If you can protect them from this situation, by refusing to put them into this situation on these terms, I would.

olderyetwider · 29/12/2010 22:36

Kayah, we have a residence order so have PR. She has a contact order, which technically we would be in breach of, but I don't think she would try to enforce it given the circumstances as she'd get nowhere. I do worry though that she might, if I annoy her, just to cost us money (she gets legal aid, we don't)

OP posts:
Mumi · 29/12/2010 23:13

"He is not prepared to drive her over to collect the children as he is offended that I have put restrictions on his contact with the children and, as she put it in her last text, feels that the driving serves me right for that."

I don't feel that him even driving them is appropriate if he is violent.

Is he entitled to contact with the children?

Presumably you've spent the best part of ten years looking after her children and this is the "thanks" you get. Unbelievable.

Sadly I don't hold out much hope of mediation working in this case but going through those motions should at least show social services (and a judge, should she take you that far) that you have offered to be reasonable.
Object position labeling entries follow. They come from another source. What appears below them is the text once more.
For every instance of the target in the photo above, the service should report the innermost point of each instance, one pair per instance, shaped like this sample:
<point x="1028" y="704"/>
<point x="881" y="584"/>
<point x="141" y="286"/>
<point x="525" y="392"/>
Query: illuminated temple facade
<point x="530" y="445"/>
SkyBluePearl · 29/12/2010 23:37

you have to put your grand kids first as there could be good reason to be concerned specifically as they have lied to SS about the living situation. talk to SS about it as they might not want the kids to be with the partner with good reason. SS can make any judgements - after all if he did do the transporting he might end up doing it on his own or could end up spending time alone with them in the house.